- Ahles in Kankakee, Illinois c. 1950
- Born: 1924
- Died: 1981 Amherst, Massachusetts
- Scientific career
- Fields: Botany
- Institutions: University of Illinois University of North Carolina at Chapel Hill New York Botanical Garden

= Harry E. Ahles =

American botanist

Harry E. Ahles (1924–1981) was an American botanist.

==Biography==
Harry Ahles was born in 1924. Although he had no formal education beyond high school, his profound botanical knowledge allowed him to enter the botanical profession as an herbarium curator at the University of Illinois.

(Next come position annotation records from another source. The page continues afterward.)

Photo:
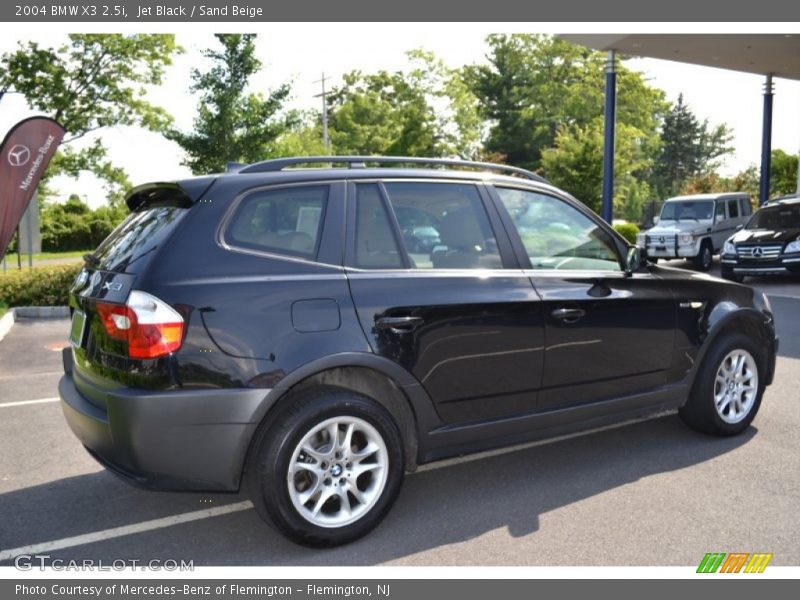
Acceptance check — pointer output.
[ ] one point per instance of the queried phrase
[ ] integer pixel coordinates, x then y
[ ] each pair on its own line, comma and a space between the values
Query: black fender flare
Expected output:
727, 314
422, 415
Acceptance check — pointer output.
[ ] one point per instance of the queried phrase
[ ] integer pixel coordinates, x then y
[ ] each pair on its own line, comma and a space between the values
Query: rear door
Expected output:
607, 334
456, 311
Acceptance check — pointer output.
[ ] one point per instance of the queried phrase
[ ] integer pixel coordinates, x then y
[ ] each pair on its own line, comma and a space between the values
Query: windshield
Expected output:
687, 210
776, 217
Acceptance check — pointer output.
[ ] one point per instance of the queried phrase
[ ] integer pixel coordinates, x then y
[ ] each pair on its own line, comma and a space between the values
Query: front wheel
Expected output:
728, 388
329, 469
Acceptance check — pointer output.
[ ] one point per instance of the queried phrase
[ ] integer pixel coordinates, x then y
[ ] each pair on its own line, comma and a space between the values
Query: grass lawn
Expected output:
11, 259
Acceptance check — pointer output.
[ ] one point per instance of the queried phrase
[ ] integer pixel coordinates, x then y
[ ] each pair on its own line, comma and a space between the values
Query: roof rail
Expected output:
360, 162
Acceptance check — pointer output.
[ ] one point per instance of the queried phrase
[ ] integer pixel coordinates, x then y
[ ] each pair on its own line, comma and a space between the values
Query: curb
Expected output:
30, 312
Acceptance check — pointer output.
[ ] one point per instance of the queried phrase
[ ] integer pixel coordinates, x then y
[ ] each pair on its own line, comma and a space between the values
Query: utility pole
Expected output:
323, 95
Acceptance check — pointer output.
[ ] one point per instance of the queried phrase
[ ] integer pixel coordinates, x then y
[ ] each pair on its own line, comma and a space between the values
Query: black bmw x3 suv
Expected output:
271, 328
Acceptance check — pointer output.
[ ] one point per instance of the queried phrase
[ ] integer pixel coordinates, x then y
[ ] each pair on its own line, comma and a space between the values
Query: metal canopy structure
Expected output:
770, 55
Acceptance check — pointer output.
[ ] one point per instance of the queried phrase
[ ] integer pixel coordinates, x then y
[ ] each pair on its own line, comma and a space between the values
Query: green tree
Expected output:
783, 173
575, 163
427, 110
92, 82
231, 123
535, 86
689, 148
303, 138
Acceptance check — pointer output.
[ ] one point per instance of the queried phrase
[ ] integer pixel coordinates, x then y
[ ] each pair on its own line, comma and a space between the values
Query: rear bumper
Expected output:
177, 440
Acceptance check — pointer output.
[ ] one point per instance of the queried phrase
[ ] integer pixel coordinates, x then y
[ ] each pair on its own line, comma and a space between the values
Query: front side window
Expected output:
776, 217
281, 221
443, 225
557, 235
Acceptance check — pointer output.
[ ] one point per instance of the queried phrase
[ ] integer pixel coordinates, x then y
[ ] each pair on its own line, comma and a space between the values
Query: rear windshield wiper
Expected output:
91, 259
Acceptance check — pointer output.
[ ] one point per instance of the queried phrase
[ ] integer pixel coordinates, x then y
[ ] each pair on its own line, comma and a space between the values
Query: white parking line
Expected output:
107, 534
26, 402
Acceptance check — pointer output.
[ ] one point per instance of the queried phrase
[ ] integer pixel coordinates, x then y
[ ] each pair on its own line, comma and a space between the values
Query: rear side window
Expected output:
376, 247
130, 246
444, 225
280, 221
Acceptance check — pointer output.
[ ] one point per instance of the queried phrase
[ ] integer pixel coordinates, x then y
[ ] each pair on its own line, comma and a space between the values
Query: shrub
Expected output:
43, 286
628, 231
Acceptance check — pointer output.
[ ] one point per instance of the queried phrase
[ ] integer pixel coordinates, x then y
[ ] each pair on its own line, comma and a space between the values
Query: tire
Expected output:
716, 405
727, 273
705, 258
294, 470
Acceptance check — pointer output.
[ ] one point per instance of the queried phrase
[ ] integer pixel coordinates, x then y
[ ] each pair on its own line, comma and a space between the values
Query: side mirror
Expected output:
635, 259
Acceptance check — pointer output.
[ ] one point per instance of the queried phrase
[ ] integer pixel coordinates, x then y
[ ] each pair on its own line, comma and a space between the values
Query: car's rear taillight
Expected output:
151, 327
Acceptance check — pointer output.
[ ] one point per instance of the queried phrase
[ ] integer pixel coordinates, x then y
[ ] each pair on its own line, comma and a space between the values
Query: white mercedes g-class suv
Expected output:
695, 227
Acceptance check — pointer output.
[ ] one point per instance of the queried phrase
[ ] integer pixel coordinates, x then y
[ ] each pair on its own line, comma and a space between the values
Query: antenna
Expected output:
323, 95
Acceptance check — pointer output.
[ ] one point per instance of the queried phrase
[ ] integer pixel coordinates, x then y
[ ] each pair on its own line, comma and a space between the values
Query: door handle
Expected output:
568, 315
398, 324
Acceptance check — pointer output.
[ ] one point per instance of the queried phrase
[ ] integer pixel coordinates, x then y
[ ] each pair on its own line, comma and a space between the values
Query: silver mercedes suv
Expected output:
696, 226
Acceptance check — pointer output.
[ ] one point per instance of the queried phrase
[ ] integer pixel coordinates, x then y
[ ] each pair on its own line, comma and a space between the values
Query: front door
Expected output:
607, 334
436, 291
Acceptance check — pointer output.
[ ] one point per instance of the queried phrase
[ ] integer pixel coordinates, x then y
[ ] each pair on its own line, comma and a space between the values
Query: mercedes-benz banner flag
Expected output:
24, 155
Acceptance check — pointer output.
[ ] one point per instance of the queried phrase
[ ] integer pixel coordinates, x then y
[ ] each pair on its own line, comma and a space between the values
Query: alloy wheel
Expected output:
338, 471
736, 386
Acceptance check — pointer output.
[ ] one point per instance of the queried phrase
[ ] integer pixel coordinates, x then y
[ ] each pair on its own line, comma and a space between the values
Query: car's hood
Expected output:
766, 236
678, 227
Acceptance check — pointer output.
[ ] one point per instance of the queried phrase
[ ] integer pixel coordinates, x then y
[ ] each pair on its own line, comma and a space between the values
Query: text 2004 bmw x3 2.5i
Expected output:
271, 327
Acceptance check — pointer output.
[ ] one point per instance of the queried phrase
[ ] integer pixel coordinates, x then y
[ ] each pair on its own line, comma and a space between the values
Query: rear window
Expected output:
280, 221
135, 240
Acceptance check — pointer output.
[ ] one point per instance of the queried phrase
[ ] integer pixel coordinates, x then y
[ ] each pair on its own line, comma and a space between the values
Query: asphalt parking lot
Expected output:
646, 493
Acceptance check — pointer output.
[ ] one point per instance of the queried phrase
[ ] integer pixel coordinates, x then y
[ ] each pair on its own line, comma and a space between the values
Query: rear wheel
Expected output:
727, 391
704, 259
329, 468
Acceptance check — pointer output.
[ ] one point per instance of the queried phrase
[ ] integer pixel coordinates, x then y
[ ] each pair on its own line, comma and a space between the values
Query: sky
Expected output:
300, 53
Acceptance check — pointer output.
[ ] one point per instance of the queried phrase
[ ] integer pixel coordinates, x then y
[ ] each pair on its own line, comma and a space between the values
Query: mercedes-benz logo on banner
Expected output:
19, 155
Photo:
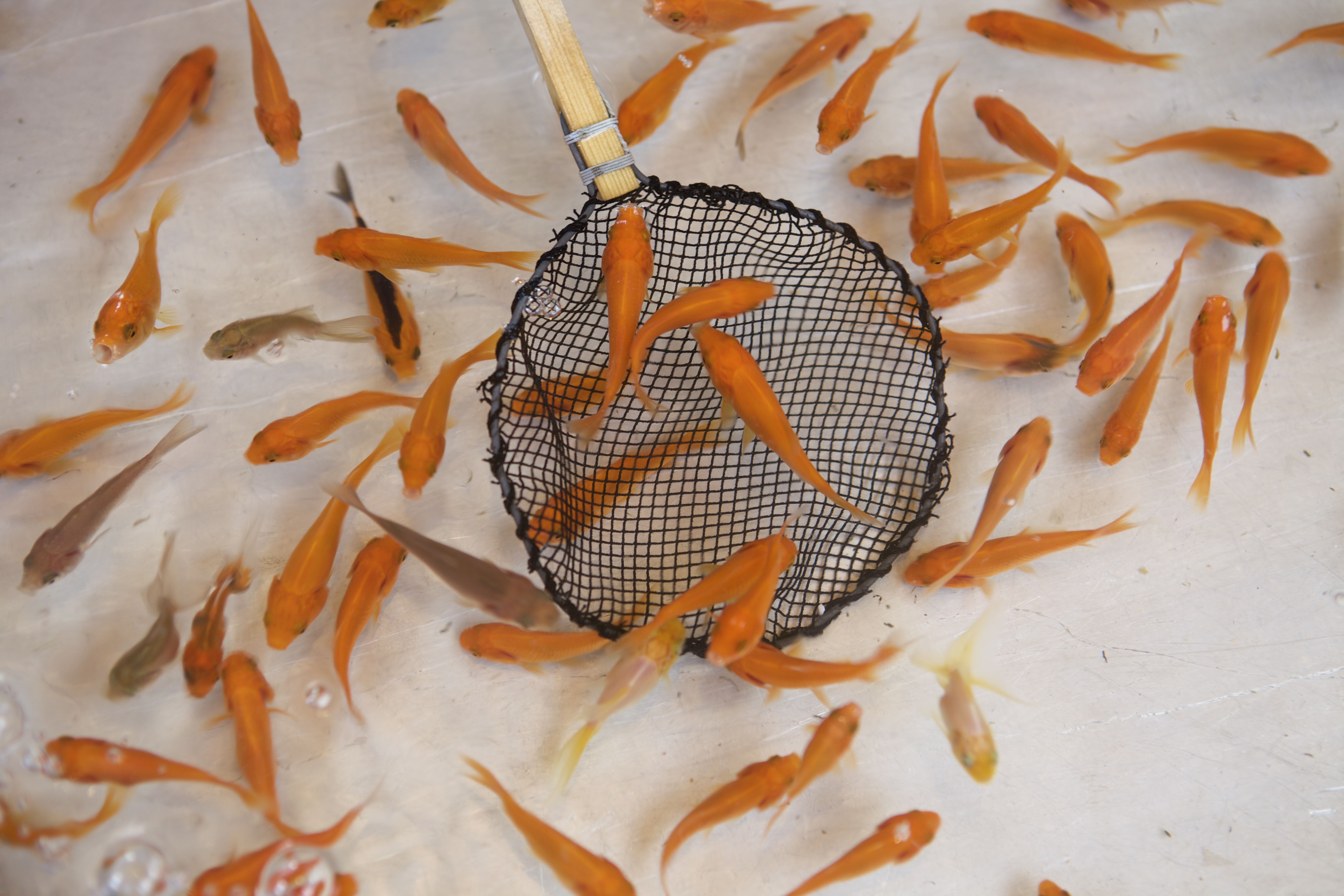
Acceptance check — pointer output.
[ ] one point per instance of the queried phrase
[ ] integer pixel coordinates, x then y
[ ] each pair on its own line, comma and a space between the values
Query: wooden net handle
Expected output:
573, 90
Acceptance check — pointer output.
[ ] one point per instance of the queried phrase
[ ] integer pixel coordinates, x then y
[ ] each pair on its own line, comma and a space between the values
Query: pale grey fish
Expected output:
61, 549
143, 663
246, 338
503, 594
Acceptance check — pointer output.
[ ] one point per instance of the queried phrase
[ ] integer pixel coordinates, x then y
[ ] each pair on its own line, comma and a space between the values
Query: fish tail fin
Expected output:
349, 330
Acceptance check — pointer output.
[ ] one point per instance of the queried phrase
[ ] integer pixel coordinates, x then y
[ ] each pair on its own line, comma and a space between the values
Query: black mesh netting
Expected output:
863, 396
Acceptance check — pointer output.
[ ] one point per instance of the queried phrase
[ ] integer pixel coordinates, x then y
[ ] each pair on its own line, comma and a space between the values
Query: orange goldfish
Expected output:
759, 786
1019, 31
644, 111
185, 92
1267, 295
577, 508
897, 840
833, 42
404, 14
1008, 125
627, 268
964, 236
1111, 358
502, 643
1268, 152
842, 119
291, 438
1322, 34
627, 684
365, 249
299, 594
717, 17
28, 453
1213, 340
371, 580
578, 870
423, 448
721, 300
1019, 463
428, 128
894, 177
1234, 225
128, 318
746, 394
242, 875
1089, 276
397, 332
1126, 425
932, 206
277, 115
1002, 555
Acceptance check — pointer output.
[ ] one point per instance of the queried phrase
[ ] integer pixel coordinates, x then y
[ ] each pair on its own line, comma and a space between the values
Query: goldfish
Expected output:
1267, 295
1126, 425
1091, 277
365, 249
717, 17
964, 236
721, 300
746, 394
397, 332
1019, 31
371, 580
1002, 555
1111, 358
1322, 34
574, 510
627, 268
948, 291
1019, 463
773, 670
61, 549
242, 875
570, 394
277, 115
932, 206
1213, 340
1234, 225
1008, 125
759, 786
897, 840
1268, 152
506, 596
833, 42
502, 643
627, 684
404, 14
424, 445
299, 594
429, 129
644, 111
185, 92
894, 177
291, 438
38, 449
249, 336
578, 870
140, 666
128, 318
843, 116
205, 651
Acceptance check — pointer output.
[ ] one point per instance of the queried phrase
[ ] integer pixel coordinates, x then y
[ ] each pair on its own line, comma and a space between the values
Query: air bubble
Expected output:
297, 871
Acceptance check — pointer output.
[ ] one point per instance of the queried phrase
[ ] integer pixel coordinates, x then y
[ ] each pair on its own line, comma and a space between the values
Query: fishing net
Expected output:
862, 392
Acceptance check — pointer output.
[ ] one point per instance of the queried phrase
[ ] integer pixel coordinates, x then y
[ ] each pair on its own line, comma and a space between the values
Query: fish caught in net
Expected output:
623, 527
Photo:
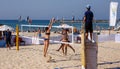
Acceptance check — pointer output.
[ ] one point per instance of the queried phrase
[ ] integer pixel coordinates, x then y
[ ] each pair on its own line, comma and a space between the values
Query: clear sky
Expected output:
46, 9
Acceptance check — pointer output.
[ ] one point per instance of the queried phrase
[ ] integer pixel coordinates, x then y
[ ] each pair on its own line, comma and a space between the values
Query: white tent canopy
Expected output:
5, 27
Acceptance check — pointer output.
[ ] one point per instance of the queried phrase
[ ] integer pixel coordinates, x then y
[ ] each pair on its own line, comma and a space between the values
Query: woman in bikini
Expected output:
47, 36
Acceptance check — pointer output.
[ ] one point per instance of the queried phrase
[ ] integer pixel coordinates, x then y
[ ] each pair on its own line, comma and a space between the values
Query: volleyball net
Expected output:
55, 36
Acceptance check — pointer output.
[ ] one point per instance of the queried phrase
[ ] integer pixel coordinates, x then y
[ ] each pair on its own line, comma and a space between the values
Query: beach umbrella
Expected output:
5, 27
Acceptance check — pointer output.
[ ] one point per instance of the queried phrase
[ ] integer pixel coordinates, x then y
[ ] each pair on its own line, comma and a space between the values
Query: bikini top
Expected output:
47, 33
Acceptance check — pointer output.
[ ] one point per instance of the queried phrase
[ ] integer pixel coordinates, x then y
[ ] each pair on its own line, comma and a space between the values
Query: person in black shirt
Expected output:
8, 38
88, 19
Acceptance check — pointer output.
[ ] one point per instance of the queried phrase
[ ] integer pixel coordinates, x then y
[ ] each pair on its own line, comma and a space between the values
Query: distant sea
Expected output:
13, 23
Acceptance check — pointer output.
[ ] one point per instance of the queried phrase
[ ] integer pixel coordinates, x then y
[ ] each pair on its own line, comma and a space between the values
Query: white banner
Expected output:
113, 13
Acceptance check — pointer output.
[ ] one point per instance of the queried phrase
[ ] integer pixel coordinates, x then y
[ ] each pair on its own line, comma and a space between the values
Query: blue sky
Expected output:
46, 9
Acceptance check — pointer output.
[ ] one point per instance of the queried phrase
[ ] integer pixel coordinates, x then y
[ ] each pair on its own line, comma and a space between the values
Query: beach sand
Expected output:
31, 57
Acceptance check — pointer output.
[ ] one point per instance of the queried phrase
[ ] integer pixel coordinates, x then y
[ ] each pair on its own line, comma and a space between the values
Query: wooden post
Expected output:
83, 56
17, 36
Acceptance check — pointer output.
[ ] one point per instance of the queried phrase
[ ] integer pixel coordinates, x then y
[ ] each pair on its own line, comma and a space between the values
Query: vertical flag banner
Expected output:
113, 13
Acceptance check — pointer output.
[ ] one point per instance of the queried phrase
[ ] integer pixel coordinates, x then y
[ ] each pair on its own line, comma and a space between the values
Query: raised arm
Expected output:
51, 23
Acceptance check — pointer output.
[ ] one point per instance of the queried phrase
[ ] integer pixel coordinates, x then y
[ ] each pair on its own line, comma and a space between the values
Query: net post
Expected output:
72, 36
17, 38
83, 57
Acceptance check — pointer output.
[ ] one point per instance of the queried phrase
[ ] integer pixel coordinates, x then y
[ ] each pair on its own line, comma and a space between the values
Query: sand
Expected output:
31, 57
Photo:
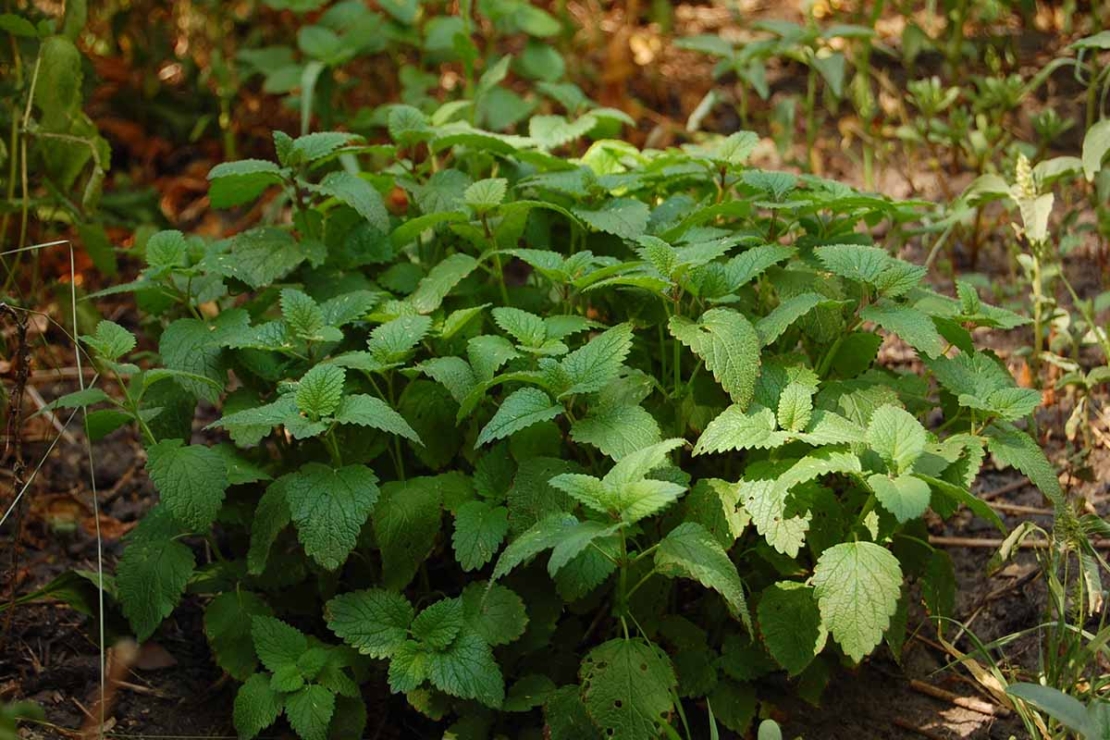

He later followed Ritchie Bell to North Carolina to study the flora of that state, becoming the herbarium curator of the University of North Carolina, Chapel Hill in 1956. Albert E. Radford, Ahles, and Bell published the Manual of the Vascular Flora of the Carolinas in 1968 as a result of these researches. Ahles left Chapel Hill in 1966 due, in part, to his dislike of the installation of air conditioning in the herbarium. He took a position at the University of Massachusetts at Amherst.

Ahles collected over 200,000 specimens while at Chapel Hill, and was similarly active at Amherst, where he built a log cabin atop Horse Mountain for his residence. He died in 1981.